1776: La Révolution américaine: le vrai sens

                       Une auto célébration pour le Super-Président narcissique, qui n'en loupe pas une, malgré une morosité ambiante. Une "modestie" remarquée, Trump déclarant que  son pays était « le chef-d’œuvre de l’histoire de l’humanité ».   Rien que ça!     Dans le droit fil de l'exceptionnalisme américain...                                               Ce fut un élément fondateur, c'est sûr, qui eut des répercussions sur l'histoire du monde. Un processus qui ne se ramène pas à quelques idées simples, mais un tournant fondateur. La France y tint un rôle majeur.                                                              Une réalité historique plus complexe que les mythes habituellement véhiculés. Des esclaves noirs en furent des acteurs. Une élite coloniale surtout a su en tirer profit.

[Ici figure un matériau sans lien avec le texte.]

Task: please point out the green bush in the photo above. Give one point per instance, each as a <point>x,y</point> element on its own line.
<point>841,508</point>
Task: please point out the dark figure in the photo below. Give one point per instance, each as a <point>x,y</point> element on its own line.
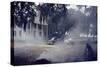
<point>90,53</point>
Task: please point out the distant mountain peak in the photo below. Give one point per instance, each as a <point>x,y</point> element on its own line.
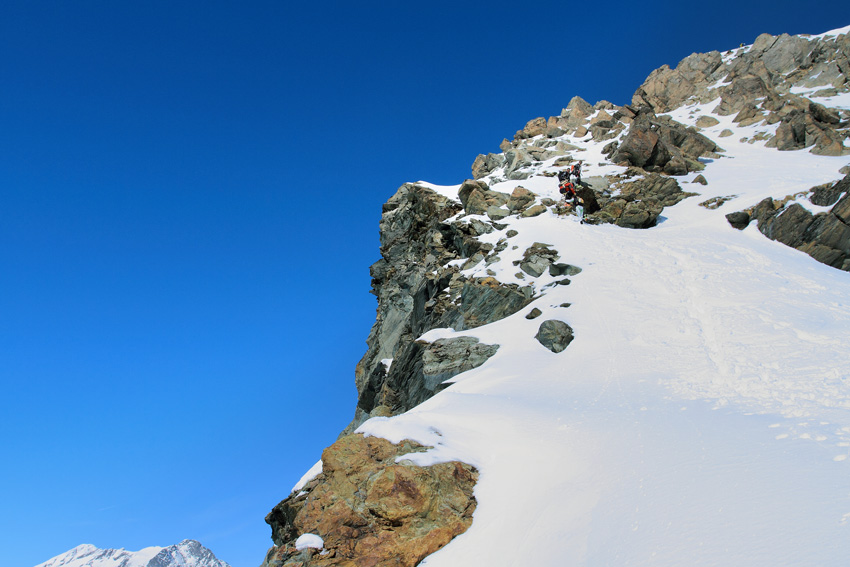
<point>187,553</point>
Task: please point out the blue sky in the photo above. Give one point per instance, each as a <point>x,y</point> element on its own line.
<point>189,203</point>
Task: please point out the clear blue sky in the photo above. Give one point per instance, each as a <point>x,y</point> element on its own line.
<point>189,204</point>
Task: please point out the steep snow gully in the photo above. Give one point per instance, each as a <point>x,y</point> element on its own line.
<point>701,415</point>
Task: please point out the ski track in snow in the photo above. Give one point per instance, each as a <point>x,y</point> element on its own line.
<point>701,416</point>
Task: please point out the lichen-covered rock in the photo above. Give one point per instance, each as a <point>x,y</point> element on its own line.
<point>554,335</point>
<point>639,203</point>
<point>371,509</point>
<point>418,290</point>
<point>476,197</point>
<point>662,144</point>
<point>446,358</point>
<point>824,236</point>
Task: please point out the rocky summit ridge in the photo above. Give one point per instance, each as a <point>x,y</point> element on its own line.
<point>187,553</point>
<point>451,260</point>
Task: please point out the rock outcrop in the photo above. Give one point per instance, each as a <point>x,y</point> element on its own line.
<point>639,203</point>
<point>823,236</point>
<point>371,507</point>
<point>368,507</point>
<point>755,86</point>
<point>554,335</point>
<point>418,291</point>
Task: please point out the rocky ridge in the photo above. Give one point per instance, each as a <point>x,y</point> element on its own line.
<point>187,553</point>
<point>445,262</point>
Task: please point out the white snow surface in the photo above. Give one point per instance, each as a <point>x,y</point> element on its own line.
<point>314,471</point>
<point>309,541</point>
<point>700,417</point>
<point>187,553</point>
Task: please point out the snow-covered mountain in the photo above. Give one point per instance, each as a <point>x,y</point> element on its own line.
<point>667,383</point>
<point>187,553</point>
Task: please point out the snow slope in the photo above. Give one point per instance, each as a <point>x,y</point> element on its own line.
<point>700,417</point>
<point>187,553</point>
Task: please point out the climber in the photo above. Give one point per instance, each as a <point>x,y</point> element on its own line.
<point>566,187</point>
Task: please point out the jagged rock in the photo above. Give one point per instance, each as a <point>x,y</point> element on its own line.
<point>476,197</point>
<point>579,105</point>
<point>824,236</point>
<point>554,335</point>
<point>497,213</point>
<point>446,358</point>
<point>486,164</point>
<point>520,199</point>
<point>417,292</point>
<point>534,211</point>
<point>534,314</point>
<point>707,121</point>
<point>667,88</point>
<point>799,129</point>
<point>828,194</point>
<point>372,509</point>
<point>823,114</point>
<point>658,143</point>
<point>640,202</point>
<point>563,270</point>
<point>536,259</point>
<point>739,219</point>
<point>716,202</point>
<point>516,159</point>
<point>533,128</point>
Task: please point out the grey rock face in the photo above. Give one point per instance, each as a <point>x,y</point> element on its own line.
<point>824,236</point>
<point>417,291</point>
<point>756,87</point>
<point>476,197</point>
<point>554,335</point>
<point>446,358</point>
<point>662,144</point>
<point>639,203</point>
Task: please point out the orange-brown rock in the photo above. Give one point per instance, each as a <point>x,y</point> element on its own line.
<point>372,511</point>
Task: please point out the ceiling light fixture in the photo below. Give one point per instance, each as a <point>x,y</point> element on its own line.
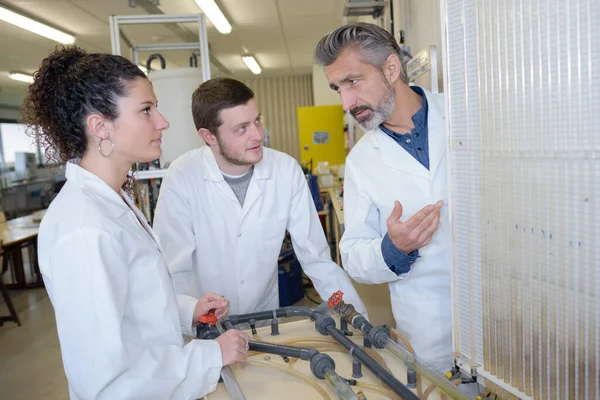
<point>252,65</point>
<point>17,76</point>
<point>215,15</point>
<point>35,27</point>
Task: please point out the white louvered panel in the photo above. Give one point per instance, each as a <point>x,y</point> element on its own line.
<point>523,85</point>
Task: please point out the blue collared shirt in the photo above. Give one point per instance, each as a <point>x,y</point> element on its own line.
<point>416,144</point>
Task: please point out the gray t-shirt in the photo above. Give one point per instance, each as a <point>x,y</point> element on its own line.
<point>239,184</point>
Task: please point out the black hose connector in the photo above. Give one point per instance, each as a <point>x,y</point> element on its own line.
<point>252,323</point>
<point>360,323</point>
<point>320,363</point>
<point>323,323</point>
<point>274,327</point>
<point>206,331</point>
<point>378,336</point>
<point>163,63</point>
<point>356,369</point>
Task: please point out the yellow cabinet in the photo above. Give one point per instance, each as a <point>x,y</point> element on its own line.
<point>321,134</point>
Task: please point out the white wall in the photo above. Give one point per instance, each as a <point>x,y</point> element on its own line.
<point>323,95</point>
<point>10,113</point>
<point>421,22</point>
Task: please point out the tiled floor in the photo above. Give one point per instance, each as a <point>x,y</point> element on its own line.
<point>30,363</point>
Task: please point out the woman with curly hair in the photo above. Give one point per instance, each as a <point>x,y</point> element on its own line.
<point>119,322</point>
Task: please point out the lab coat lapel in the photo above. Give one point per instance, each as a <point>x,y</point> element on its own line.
<point>213,173</point>
<point>394,156</point>
<point>262,170</point>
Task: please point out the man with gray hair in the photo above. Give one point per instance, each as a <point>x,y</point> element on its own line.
<point>395,188</point>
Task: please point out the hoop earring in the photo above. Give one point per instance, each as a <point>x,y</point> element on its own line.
<point>112,150</point>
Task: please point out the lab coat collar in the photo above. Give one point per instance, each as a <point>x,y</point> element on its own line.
<point>402,160</point>
<point>212,172</point>
<point>92,183</point>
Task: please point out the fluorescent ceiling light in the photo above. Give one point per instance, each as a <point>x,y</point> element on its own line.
<point>214,14</point>
<point>252,65</point>
<point>17,76</point>
<point>35,27</point>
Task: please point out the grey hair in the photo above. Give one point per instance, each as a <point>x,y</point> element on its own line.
<point>373,43</point>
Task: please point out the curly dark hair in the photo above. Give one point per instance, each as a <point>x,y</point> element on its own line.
<point>69,85</point>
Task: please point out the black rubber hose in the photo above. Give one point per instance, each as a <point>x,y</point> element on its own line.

           "...Le paradoxe est immense. En 1783, lorsque le traité de Paris reconnaît l’indépendance des Etats-Unis, l’esclavage est maintenu dans les anciennes colonies britanniques devenues Etats-Unis d’Amérique. Des centaines de milliers d’hommes et de femmes restent dans la servitude. Il faudra attendre la guerre de Sécession [1861-1865] et le 13e amendement [à la Constitution des Etats-Unis], en 1865, pour que l’esclavage soit juridiquement aboli sur l’ensemble du territoire américain. Ainsi, certains esclaves noirs auront contribué à l’indépendance d’un pays qui continuera à maintenir en esclavage des millions de personnes pendant plus de quatre-vingts ans..."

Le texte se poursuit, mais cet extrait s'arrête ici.